А вот это уже было сложно сформулировать – какая жизнь. Марго не знала как. Для нее это был образ, в который она верила и который обернуть словами она не пыталась. Для этого был тот блогер. Это он все возводил в слова. Она даже подумывала показать им его. Но задетая словами отца, она понимала, что это будет смешно. Даже что-либо ответить им, все равно ни в чем их не переубедит. Уже тут стало ясно, что разговор завел ее саму в тупик. И ничего не получится.

– Сама даже не знает, что хочет. А мы-то знаем. Мы же пожили уже долго. Так что это все не дело. Надо тебя чем-то занять. А то ничего не делаешь целыми днями.

«Ничего я делать не буду. И вообще я занята постоянно», – подумала Марго.

– Марго, отец прав. Ну нельзя так. Надо бы устроиться на работу.

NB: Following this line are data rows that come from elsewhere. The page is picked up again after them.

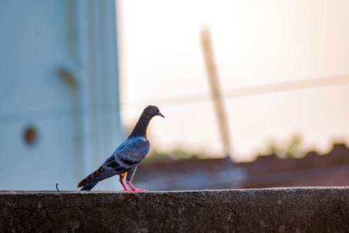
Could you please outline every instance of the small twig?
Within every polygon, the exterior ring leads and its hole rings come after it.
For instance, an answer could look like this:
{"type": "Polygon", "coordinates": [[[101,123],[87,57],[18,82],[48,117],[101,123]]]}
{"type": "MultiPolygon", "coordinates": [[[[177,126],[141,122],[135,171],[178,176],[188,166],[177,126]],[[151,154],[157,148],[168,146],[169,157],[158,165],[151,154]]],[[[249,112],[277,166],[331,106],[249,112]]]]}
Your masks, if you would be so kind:
{"type": "Polygon", "coordinates": [[[56,189],[58,192],[59,192],[59,190],[58,189],[58,183],[56,183],[56,189]]]}

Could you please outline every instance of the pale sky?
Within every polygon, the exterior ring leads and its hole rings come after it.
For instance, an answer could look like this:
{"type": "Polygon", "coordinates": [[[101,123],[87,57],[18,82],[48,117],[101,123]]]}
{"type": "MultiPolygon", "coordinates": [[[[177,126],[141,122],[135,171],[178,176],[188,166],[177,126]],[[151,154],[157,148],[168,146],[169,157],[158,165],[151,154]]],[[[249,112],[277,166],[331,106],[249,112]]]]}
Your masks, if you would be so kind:
{"type": "MultiPolygon", "coordinates": [[[[149,129],[153,148],[181,146],[223,155],[211,101],[164,99],[207,93],[200,41],[209,27],[222,90],[349,76],[349,1],[118,0],[123,125],[154,104],[165,118],[149,129]],[[163,101],[162,101],[163,100],[163,101]]],[[[234,160],[250,160],[273,139],[302,136],[305,149],[349,142],[349,83],[225,98],[234,160]]]]}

– Нет, – ответила Марго своим тихим протестом.

– Почему же?

– Потому что там люди!

– А что с ними не так?

– Ничего. Просто я не хочу работать с людьми.

– Как это? Такого невозможно, – что удивило и позабавило обоих родителей.

– Хочу, чтобы мне не нужно было с кем-то разговаривать, что-то объяснять, консультировать. Не хочу каких-либо контактов с человеком. Просто каждый делает свою работу отдельно, и все!

Отец, насмешливо улыбаясь, тут же сказал.

– Такой работы нигде нет и не будет. А так ты здорово, конечно, придумала. Все мучаются с этими людьми, и ты помучаешься.

Марго было очень неприятно от этого разговора и к чему он пришел. Тяжело от этой безвыходности и предопределенности ее судьбы, что аж ей хотелось разреветься. Бежать надо, бежать – думала она. Но все, чем это заканчивалось, она уходила в свою комнату и выносила свои страдания в сеть.